3. L’ INGENIERIE DISTRIBUEE DANS UN GRAND PROJET SCIENTIFIQUE

3.3. Ingénierie concourante et activités de coordination

À un niveau supérieur du système, il faut voir la structure organisationnelle du projet davantage comme une fédération de projets, dont le disque de blindage n'est qu’un sous-projet. C’est la coordination technique qui est chargée du point de vue technique de fédérer ces projets, et d’assurer leur mutuelle compatibilité (mécanique, géométrique, en terme d’accessibilité et de services, de mutuelle perturbation thermique, magnétique, vibratoire…)

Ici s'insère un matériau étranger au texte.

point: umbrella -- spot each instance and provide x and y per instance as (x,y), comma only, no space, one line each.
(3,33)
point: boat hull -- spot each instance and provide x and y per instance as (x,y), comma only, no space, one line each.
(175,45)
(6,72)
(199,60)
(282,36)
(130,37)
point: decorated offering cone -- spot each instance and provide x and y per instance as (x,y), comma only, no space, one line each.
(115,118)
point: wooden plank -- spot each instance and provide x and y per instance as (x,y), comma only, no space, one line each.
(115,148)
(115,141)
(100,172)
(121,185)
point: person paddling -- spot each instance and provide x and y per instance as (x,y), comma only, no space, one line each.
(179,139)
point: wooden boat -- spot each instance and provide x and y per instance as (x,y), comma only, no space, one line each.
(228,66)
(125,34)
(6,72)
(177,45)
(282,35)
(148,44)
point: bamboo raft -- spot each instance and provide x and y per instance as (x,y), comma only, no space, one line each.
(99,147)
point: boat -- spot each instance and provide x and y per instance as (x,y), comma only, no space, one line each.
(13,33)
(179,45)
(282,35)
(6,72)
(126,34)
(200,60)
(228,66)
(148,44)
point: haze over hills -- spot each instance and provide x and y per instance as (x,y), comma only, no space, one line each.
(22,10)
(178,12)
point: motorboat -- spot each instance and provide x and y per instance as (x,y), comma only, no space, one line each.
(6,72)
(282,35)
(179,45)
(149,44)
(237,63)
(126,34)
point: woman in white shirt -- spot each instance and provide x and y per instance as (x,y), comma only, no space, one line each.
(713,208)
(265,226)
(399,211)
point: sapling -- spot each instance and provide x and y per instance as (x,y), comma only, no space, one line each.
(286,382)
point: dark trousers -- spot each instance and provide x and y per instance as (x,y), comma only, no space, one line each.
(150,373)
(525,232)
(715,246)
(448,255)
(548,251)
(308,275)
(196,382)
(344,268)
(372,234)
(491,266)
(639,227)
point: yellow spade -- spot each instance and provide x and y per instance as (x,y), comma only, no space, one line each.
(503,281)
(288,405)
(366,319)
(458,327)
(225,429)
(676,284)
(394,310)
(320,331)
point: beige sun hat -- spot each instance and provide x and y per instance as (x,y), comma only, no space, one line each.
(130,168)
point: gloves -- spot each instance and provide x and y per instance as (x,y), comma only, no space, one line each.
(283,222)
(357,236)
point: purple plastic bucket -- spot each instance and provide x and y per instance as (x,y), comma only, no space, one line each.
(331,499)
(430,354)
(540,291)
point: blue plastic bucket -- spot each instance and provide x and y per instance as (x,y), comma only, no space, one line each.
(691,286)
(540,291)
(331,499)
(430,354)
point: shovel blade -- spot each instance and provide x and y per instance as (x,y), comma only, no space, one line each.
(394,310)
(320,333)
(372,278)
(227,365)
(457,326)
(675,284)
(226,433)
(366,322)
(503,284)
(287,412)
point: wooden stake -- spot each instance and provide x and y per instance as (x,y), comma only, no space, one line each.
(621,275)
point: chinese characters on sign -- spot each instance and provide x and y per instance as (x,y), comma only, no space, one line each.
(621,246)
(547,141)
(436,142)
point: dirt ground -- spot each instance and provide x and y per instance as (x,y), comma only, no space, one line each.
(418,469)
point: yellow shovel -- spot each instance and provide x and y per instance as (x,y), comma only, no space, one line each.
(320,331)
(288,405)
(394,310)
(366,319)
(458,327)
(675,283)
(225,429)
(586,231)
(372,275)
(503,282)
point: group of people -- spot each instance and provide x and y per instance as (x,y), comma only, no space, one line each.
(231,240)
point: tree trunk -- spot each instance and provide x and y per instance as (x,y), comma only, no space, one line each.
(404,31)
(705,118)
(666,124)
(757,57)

Nous allons maintenant présenter quelques éléments de réflexion sur la place de l'ingénierie concourante dans ces activités de coordination. Je voudrais placer ces éléments de réflexion dans l’axe de la problématique des « outils dans l’action », chère aux Grenoblois (voir l’article d’Éric Blanco dans ce recueil). Il s’agira en l’occurrence d'un outil d’intégration et d'ingénierie distribuée. C’est pourquoi je présente brièvement une démarche de gestion d'un problème de coordination, celui de l’espace, et je rapporte l’usage qui en est fait, ainsi que quelques difficultés rencontrées en pratique.

3.3.1. Gérer les espaces : les enveloppes

La mission qui m'a été confiée fin 1994 consistait à assurer l’intégration géométrique de l’expérience. De quoi s’agit-il ? Il me faudra des mois (des années peut-être) pour le comprendre : quel contexte, quelles contraintes, quels moyens, quel temps ? Autant de questions auxquelles il me revenait (sans que je le sache au départ) d’élaborer des éléments de réponse…

Osons une définition synthétique : intégrer une expérience (du point de vue géométrique), c’est attribuer à chaque système ou sous-système une portion d’espace suffisante et compatible avec les autres et avec les besoins globaux ; et vérifier que cette enveloppe est respectée par les acteurs de la conception, et dans toutes les phases du cycle du système (installation, exploitation, maintenance…)

Une longue réflexion m'avait alors conduit à proposer une définition des enveloppes, qui était synthétisée par le schéma donné en figure 4. Il s’agit en quelque sorte de la généralisation du concept de maximum de matière à l’ensemble d’une pièce, et non pas simplement limité à deux surfaces en contact.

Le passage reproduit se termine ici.